Byline: Bo. Sun, Zhao-Hui. Chen, Li. Ling, Yi-Fan. Li, Li-Zhi. Liu, Fei. Yang, Xu-Sheng. Huang

Background: Among patients with Charcot–Marie–Tooth disease (CMT), the X-linked variant (CMTX) caused by gap junction protein beta 1 (GJB1) gene mutation is the second most frequent type, accounting for approximately 90% of all CMTX. More than 400 mutations have been identified in the GJB1 gene that encodes connexin 32 (CX32). CX32 is thought to form gap junctions that promote the diffusion pathway between cells. GJB1 mutations interfere with the formation of the functional channel and impair the maintenance of peripheral myelin, and novel mutations are continually discovered. Methods: We included 79 unrelated patients clinically diagnosed with CMT at the Department of Neurology of the Chinese People's Liberation Army General Hospital from December 20, 2012, to December 31, 2015. Clinical examination, nerve conduction studies, and molecular and bioinformatics analyses were performed to identify patients with CMTX1. Results: Nine GJB1 mutations (c.283G>A, c.77C>T, c.643C>T, c.515C>T, c.191G>A, c.610C>T, c.490C>T, c.491G>A, and c.44G>A) were discovered in nine patients. Median motor nerve conduction velocities of all nine patients were < 38 m/s, resembling CMT Type 1. Three novel mutations, c.643C>T, c.191G>A, and c.610C>T, were revealed and bioinformatics analyses indicated high pathogenicity. Conclusions: The three novel missense mutations within the GJB1 gene broaden the mutational diversity of CMT1X. Molecular analysis of family members and bioinformatics analyses of the afflicted patients confirmed the pathogenicity of these mutations.

Introduction

Charcot–Marie–Tooth disease (CMT), with a worldwide incidence of 1 in 2500, is the most common hereditary sensorimotor neuropathy, comprising a group of clinically and genetically heterogeneous peripheral neuropathies.[sup][1],[2] CMT is characterized by progressive distal muscle atrophy and weakness, sensory disturbance, the absence of deep tendon reflexes, and pes cavus deformity of the foot.[sup][2],[3] On the basis of median motor nerve conduction velocity (MCV), CMT is classified into Type 1 (CMT1; demyelinating, MCV <38 m/s; slower nerve conduction) and Type 2 (CMT2; axonal, MCV >38 m/s; slower nerve conduction).
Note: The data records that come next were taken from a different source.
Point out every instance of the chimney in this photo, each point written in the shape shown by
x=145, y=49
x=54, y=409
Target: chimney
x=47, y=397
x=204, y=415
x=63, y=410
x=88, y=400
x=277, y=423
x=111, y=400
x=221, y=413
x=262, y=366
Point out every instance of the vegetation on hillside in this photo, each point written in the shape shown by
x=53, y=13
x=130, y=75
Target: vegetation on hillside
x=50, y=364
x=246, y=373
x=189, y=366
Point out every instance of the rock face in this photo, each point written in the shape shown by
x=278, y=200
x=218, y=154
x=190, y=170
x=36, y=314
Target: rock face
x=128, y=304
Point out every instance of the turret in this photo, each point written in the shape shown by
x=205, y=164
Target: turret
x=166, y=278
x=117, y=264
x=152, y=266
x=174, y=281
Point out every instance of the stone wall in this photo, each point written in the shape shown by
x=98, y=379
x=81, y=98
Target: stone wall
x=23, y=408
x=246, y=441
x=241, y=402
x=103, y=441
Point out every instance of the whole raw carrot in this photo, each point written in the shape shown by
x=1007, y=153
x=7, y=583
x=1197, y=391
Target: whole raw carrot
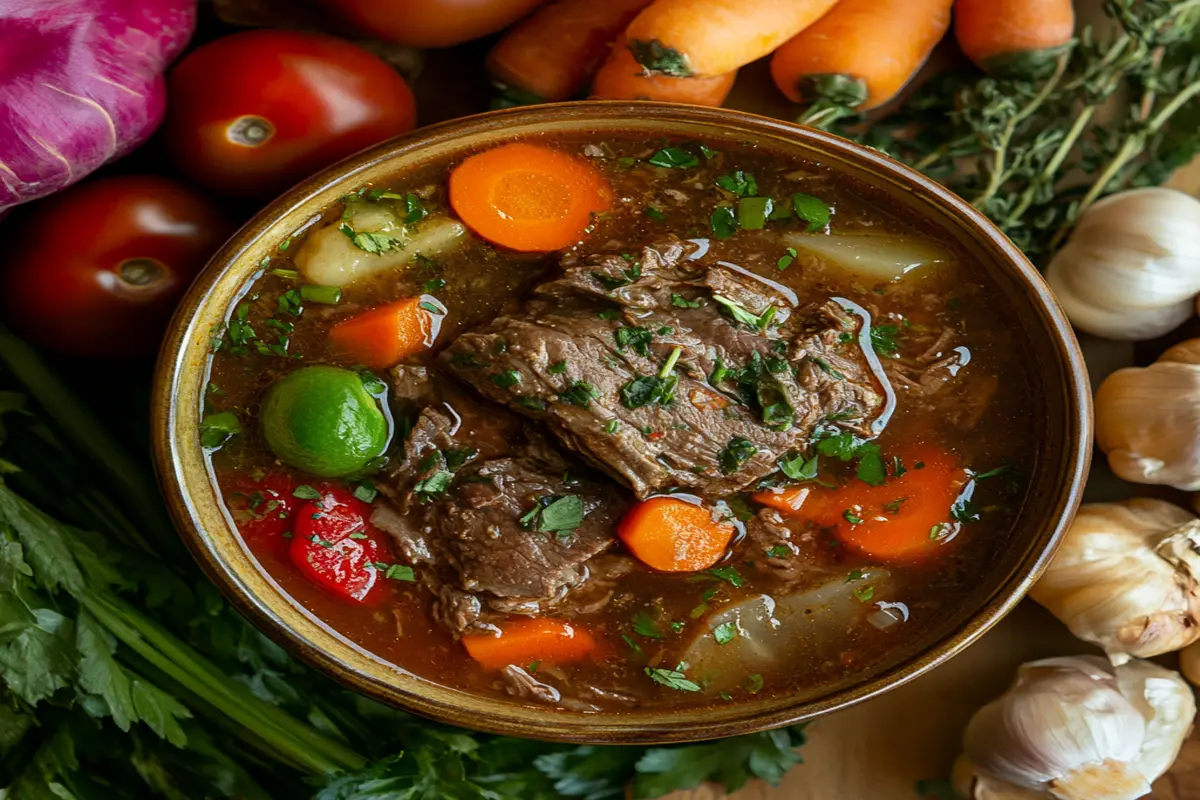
x=1014, y=37
x=551, y=54
x=862, y=53
x=713, y=37
x=623, y=78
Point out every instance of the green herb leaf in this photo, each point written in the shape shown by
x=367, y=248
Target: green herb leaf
x=673, y=158
x=813, y=210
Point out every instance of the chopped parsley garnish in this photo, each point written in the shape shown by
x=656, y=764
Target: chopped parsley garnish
x=737, y=452
x=724, y=222
x=798, y=468
x=883, y=340
x=672, y=679
x=306, y=492
x=729, y=575
x=725, y=632
x=786, y=259
x=739, y=182
x=636, y=338
x=679, y=301
x=673, y=158
x=579, y=394
x=507, y=379
x=366, y=491
x=653, y=390
x=646, y=625
x=555, y=513
x=742, y=314
x=432, y=486
x=811, y=210
x=371, y=241
x=219, y=428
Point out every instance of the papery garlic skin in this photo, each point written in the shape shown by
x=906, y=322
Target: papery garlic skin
x=1127, y=578
x=1078, y=728
x=1147, y=420
x=1131, y=269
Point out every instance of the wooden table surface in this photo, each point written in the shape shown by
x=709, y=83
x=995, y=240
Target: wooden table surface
x=880, y=749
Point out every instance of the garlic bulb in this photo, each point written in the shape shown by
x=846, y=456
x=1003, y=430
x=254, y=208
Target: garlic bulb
x=1078, y=728
x=1147, y=420
x=1127, y=578
x=1132, y=266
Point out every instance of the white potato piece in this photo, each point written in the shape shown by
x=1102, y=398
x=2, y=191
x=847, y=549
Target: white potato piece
x=772, y=632
x=329, y=258
x=880, y=257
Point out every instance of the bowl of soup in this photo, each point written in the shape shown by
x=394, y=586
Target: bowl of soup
x=622, y=422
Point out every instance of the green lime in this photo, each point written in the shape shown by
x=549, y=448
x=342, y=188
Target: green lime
x=323, y=420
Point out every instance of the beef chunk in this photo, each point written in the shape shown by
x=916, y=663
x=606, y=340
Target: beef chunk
x=666, y=372
x=473, y=506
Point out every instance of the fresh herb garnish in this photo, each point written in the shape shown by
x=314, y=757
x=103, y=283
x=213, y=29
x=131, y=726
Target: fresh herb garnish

On the other hand, genetic testing provides an exact diagnosis of a specific subtype of CMT, including CMT1A, CMT1B, CMT1C, CMT1D, CMT1F, CMTX1, CMT2A1, CMT2A2, CMT2B, and CMT2O. X-linked CMT (CMTX) is an intermediate form of CMT and patients typically have “intermediate” slowing of nerve conduction velocities, faster than in CMT1 and slower than in most CMT2 patients.[sup][4],[5]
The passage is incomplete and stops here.